1. Vaksin Covid-19 berbahaya

Pakar alergi imunologi UGM Deshinta Putra Mulya menegaskan jika hal tersebut tidak tepat. Sebab, pembuatan vaksin telah melalui serangkaian penelitian panjang baik untuk melihat kemampuan membentuk antibodi, efek samping, hingga efikasi.

2. Vaksin Covid-19 mengandung chip

Ia menjelaskan vaksin moderna dirancang untuk mengubah DNA manusia dan vaksin Covid-19 memiliki chip untuk melacak orang.

“Tidak benar vaksin Covid-19 ada chipnya, tidak bisa chip dimasukan melalui injeksi,” ujarnya dalam webinar bertajuk Mitos vs Fakta Seputar Covid-19; Pencegahan, Vaksin, Diagnosis, dan Terapi, Rabu (24/3/2021).

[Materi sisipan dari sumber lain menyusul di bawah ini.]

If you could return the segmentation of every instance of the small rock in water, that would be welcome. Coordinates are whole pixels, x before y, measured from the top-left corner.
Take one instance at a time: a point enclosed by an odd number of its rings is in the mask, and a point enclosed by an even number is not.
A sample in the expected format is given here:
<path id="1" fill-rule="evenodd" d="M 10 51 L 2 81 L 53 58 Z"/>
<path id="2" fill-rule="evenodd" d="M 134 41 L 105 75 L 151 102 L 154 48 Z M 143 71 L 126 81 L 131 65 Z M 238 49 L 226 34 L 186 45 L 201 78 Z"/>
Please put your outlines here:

Baca Juga: Kemenkominfo Beberkan Ribuan Informasi Hoaks Covid-19 dan Vaksinasi, Tersebar di Media Sosial

3. Vaksin covid-19 telah bermutasi menjadi ribuan Covid-19 baru di seluruh dunia

Deshinta menjelaskan jika hal tersebut tidak benar sebab virus Covid-19 dalam vaksin telah dimatikan sehingga tidak akan menimbulkan mutasi.